The Elementals were cruel, wicked masters, and they lorded their dominion of the world over humanity with a singularly vicious resolve. Stretching across land and sea, these incorporeal entities of Fire, Earth, Water and Air punished any who defied them. Their message was clear: The world belonged to them.

Only now, Simon stood up to challenge their authority.

The entrance to the Eiolin Cave stood not a hundred feet away, yet the wind rose up all around him in a deadly column of air to cut off access. Now that it had him in its grip, it would never let him go.

But Simon maintained hope.

“Did you actually think you could win?”

The wind’s thunderous voice boomed through him, swirling, howling, whistling as it let him feel the full force of its apocalyptic power.

“Stupid human. You’ve forgotten your place, and now I’ll have to teach you what happens when you cross an Elemental.”

The wind transformed, taking on the form of a massive tornado.

Simon had never before felt his limitations so keenly. It was like being swallowed by the Earth itself. But he held himself from the brink of despair by that single, silent thread of hope that continued to burn in his mind like a solar flare. He understood that he himself would never witness mankind’s deliverance, but what did that matter? He was old and tired, and as long as he accomplished what he’d set out to do, it would be enough.

His answer to the wind’s statement came slowly.

“I don’t know about winning,” said Simon. “All I intended was to do my best.”

He thought the gale around him changed in some imperceptible way. Now, it seemed tinged with a malicious, bloodlusty mirth.

“Your best?” the wind replied. “Your best couldn’t possibly be good enough.”

He stole a look at the cave’s entrance. Inside, deep underground, was the source of the Elementals’ power. Even now, surrounded by the wind, he prayed he wasn’t too late.

Don’t let my sacrifice be in vain.

“Maybe not,” Simon said and shrugged his shoulders. “But we humans are a stubborn lot. We value freedom over life itself. Better to die free than to live in servitude.”

A piercing flute of air slapped his back, and he bit back a strangled cry. No, he would not give this wretched being the pleasure of watching him sob like a child. He would go out a man, tall, proud, and one hundred percent in control of himself.

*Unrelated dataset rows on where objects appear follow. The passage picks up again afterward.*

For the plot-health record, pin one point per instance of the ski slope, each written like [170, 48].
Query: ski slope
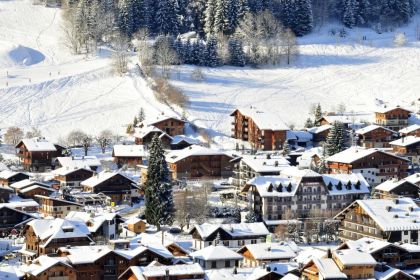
[43, 85]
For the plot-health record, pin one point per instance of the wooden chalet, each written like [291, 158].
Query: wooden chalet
[375, 136]
[375, 165]
[394, 189]
[112, 184]
[72, 177]
[9, 177]
[407, 147]
[144, 135]
[199, 162]
[170, 125]
[263, 130]
[38, 154]
[57, 208]
[394, 118]
[130, 155]
[13, 219]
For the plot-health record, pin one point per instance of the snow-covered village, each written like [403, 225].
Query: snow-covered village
[209, 139]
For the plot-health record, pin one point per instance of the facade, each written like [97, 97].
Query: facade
[394, 118]
[57, 208]
[407, 147]
[130, 155]
[298, 192]
[247, 167]
[170, 125]
[375, 136]
[72, 177]
[199, 162]
[263, 130]
[384, 219]
[113, 184]
[228, 235]
[375, 165]
[37, 154]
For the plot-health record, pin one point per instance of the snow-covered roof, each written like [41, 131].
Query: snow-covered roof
[405, 141]
[213, 253]
[319, 129]
[359, 185]
[263, 163]
[351, 257]
[391, 184]
[234, 230]
[129, 151]
[102, 177]
[409, 129]
[38, 144]
[328, 269]
[391, 215]
[161, 270]
[386, 109]
[265, 120]
[79, 162]
[180, 138]
[194, 150]
[372, 127]
[271, 251]
[353, 154]
[7, 174]
[50, 229]
[301, 136]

The wind drew more injuries. It wouldn’t let him die quickly, oh no, but that was all right—all for the better, in fact. With each blow, with each letting of fresh, cherry-hued blood, Simon snuck more furtive glances at the cave’s entrance.

Just a moment or two longer, he hoped. And as if the prayer were a cue, the wind stopped beating him.

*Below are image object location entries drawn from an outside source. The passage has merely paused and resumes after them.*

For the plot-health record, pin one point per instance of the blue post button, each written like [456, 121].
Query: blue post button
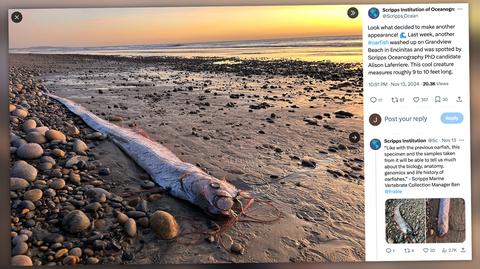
[452, 117]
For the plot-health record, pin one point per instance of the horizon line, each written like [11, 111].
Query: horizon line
[184, 43]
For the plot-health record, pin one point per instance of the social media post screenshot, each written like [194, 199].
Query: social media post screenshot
[417, 132]
[239, 134]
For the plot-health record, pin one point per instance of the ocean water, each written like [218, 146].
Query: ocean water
[336, 49]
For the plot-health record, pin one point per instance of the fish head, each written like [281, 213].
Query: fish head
[219, 199]
[442, 230]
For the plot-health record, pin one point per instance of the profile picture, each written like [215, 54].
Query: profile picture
[373, 13]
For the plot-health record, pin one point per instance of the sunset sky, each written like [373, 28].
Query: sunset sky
[128, 26]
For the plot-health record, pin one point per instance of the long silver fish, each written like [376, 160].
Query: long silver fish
[401, 222]
[182, 180]
[443, 216]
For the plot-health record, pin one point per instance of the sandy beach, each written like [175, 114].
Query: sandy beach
[278, 129]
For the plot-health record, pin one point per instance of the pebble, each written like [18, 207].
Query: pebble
[33, 195]
[30, 151]
[75, 160]
[71, 260]
[80, 147]
[58, 153]
[136, 214]
[21, 113]
[19, 239]
[21, 260]
[17, 183]
[142, 206]
[309, 163]
[130, 227]
[26, 204]
[76, 221]
[45, 166]
[94, 207]
[56, 135]
[93, 260]
[74, 178]
[48, 159]
[164, 225]
[42, 130]
[36, 137]
[24, 170]
[76, 252]
[97, 194]
[144, 222]
[72, 130]
[104, 171]
[121, 218]
[54, 238]
[57, 184]
[237, 248]
[29, 124]
[20, 248]
[60, 253]
[99, 244]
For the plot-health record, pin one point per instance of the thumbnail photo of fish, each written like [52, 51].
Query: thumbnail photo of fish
[187, 135]
[405, 221]
[445, 220]
[425, 220]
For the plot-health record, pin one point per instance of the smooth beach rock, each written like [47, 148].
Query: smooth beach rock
[237, 248]
[24, 170]
[75, 160]
[20, 238]
[71, 260]
[74, 177]
[18, 142]
[93, 207]
[48, 159]
[21, 113]
[44, 166]
[79, 147]
[57, 184]
[21, 260]
[56, 135]
[121, 218]
[164, 225]
[20, 248]
[29, 124]
[59, 153]
[17, 183]
[75, 252]
[36, 137]
[72, 130]
[130, 227]
[33, 195]
[98, 194]
[30, 151]
[75, 222]
[41, 129]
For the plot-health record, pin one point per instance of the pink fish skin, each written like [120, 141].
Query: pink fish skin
[443, 216]
[182, 180]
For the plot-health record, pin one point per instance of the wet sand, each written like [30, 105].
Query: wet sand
[268, 127]
[456, 231]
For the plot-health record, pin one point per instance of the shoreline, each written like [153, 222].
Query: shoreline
[282, 137]
[285, 67]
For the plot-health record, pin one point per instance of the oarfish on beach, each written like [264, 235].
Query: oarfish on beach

“What are you looking at?” It was curious now, and there was something else in the tone of its voice, too, something Simon had never heard from its kind before. “I feel strange, weak, like—” And then it fell silent, and Simon, understanding now that his mission had been a success, angled his head toward the clouds and uttered his thanks to the Good Steward above.

Jerome had made it! Simon was never meant to go inside, of course. But Jerome, silent and invisible Jerome (made so by a glamour Simon devised himself) had shadowed him the entire journey.

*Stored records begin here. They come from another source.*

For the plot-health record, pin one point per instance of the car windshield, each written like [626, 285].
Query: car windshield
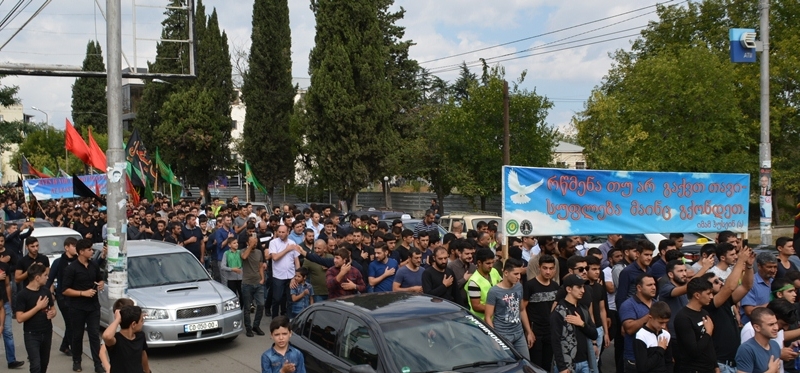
[439, 343]
[164, 269]
[53, 245]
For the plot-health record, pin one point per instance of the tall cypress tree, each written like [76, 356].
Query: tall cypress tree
[349, 126]
[195, 118]
[171, 58]
[89, 94]
[268, 92]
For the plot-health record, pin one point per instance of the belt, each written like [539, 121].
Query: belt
[730, 363]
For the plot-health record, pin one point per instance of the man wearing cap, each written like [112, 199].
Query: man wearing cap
[571, 328]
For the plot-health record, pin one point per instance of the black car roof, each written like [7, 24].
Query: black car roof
[387, 307]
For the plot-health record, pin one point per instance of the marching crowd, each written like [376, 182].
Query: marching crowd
[558, 302]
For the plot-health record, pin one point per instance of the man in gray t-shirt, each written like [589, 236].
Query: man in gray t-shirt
[504, 309]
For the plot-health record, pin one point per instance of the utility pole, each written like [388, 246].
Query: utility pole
[764, 150]
[506, 152]
[117, 258]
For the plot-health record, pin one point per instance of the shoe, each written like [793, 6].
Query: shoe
[15, 364]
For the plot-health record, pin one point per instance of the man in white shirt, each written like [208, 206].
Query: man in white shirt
[285, 261]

Alone, the Elementals might have seen through the glamour, invisibility or no invisibility. But because Simon had gone along with the boy in plain sight, the Elementals would have only seen him, a foolish old man on a suicidal journey to the fabled Eiolin Cave.

If the wind had had eyes, Simon was sure they would have gone wide with realization.

“You weren’t alone,” it bellowed. “You weren’t alone!”

The shriek  that followed made Simon’s ears ring until the terrible ghost sense was so loud, so Earth-shatteringly complete, that he knew he’d gone deaf.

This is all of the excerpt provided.